If the health care business in bankruptcy has insufficient funds to pay for patient records storage under applicable law, section 351 requires that it promptly publish notice in one or more appropriate newspapers that patient records not claimed by patients or insurers within one year will be destroyed. Within six months after the publication, it must notify each patient by mail at the patient’s most recent known address, or the address of a family member or contact person for the patient, to claim his/her records within the one-year period. The insurer for each patient must also receive notice by mail to claim the records or suffer their destruction. For any patient records not claimed within the one-year period, the debtor health care business must send written requests to each “appropriate” federal agency asking permission to deposit the unclaimed records with the agency. Whatever patient records remain in the possession of the health care business following this procedure must be shredded or burned, if they are written records, or destroyed, if magnetic, optical or electronic. Bankruptcy Rule 6011 provides further guidance that the notice must be sent to patients and family members or contact persons for patients, and the Attorney General of the state where the health care facility is located.
In addition to being time consuming and somewhat vague, these requirements would be onerous for all with the possible exception of health care businesses with few patients. A large physician practice group will have thousands or tens of thousands of patient records, many of which may be written. The administrative effort to review each of them for patient addresses, family members and others such as health care proxies, and prepare and send the notices, will likely be time consuming, expensive and difficult. A hospital will likely have tens or hundreds of thousands of patient records. The time, effort and expense needed to comply with section 351 for a hospital of any size would be herculean.
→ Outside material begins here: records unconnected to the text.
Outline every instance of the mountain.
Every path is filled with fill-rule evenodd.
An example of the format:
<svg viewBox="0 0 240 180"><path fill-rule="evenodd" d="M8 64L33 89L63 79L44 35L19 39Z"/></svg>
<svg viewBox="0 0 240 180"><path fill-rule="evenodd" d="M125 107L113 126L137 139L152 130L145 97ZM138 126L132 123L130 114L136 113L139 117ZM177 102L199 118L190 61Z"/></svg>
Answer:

A number of hospitals which have filed chapter 11, ceased operations and confirmed plans of liquidation without a going concern sale of their business or assets in which the buyer that acquired the patient records, found an easier, much faster and more inexpensive alternative to section 351. The buyer paid a records storage company to take all of the patient records. The records storage company took possession of the records, converted paper records to electronic form, maintained them pursuant to applicable state and federal law, culled out and destroyed old records when state and federal law permitted, and, for a fee, provided access to the records to patients and litigation parties, in actions and proceedings where the records were relevant. In this writer’s experience, there have often been several records storage companies willing to store and maintain the records and the debtor hospital has been able to obtain competing bids from them. These hospitals had sufficient funds to pay a records storage company to take and administer the patient records. Query whether they had sufficient funds to comply with section 351.
Debtor health care businesses that are insolvent on a post-bankruptcy basis, and intend to or are forced to shut down their operations and liquidate without a confirmed plan or in chapter 7, might consider disposing of patient records under section 351. Except possibly for small businesses, however, the time, effort and expense of following the procedure mandated by section 351 will likely be much greater than the records-storage- company alternative, so long as this alternative is available. Although it is not clear how such insolvent health care businesses would pay for records disposal under section 351 or, alternatively, pay to transfer the records to a records storage company, the latter will likely be less time consuming, take much less administrative effort and be less expensive.